PUMPKIN SHRIMP BISQUE
INGREDIENTS
- 1 lb Extra Jumbo 16/20 Headless Wild-Caught USA Shrimp
- 1 cup dry white wine
- 2 tbsp olive oil
- 3 cups high quality chicken stock
- 2 cups pumpkin purée
- ½ cup half & half
- 2 stalks of celery, chopped
- 1 large onion, chopped
- 4 large bay leaves
- ½ tsp kosher salt
- ½ tsp cinnamon
- ¼ cayenne pepper
DIRECTIONS
- Peel your Extra Jumbo Shrimp while heating 1 tablespoon of olive oil in a saucepan over high heat. Add the shrimp shells and tails and cook, stirring constantly, until they turn a deep orange color (about 3 to 4 minutes).
- Turn the heat to medium and then add the white wine, stir, then add the chicken stock, celery, onion and bay leaves. Bring to a boil, then lower the heat, cover the pan and let simmer for 30 minutes.
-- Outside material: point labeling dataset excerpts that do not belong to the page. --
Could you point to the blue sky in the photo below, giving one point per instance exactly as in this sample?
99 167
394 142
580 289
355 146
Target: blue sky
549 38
Then strain the shrimp stock into a pot, tossing shells, tails and vegetables.
- Add the pumpkin purée, half & half, salt, cinnamon and cayenne pepper into the pot of stock. Bring it to a simmer and then leave uncovered on low heat for 3 minutes.
- Pour 1 tablespoon of olive oil into a pan over medium heat, add shrimp and cook on each side until pink (about 2 minutes). Ladle the soup over the shrimp. Enjoy!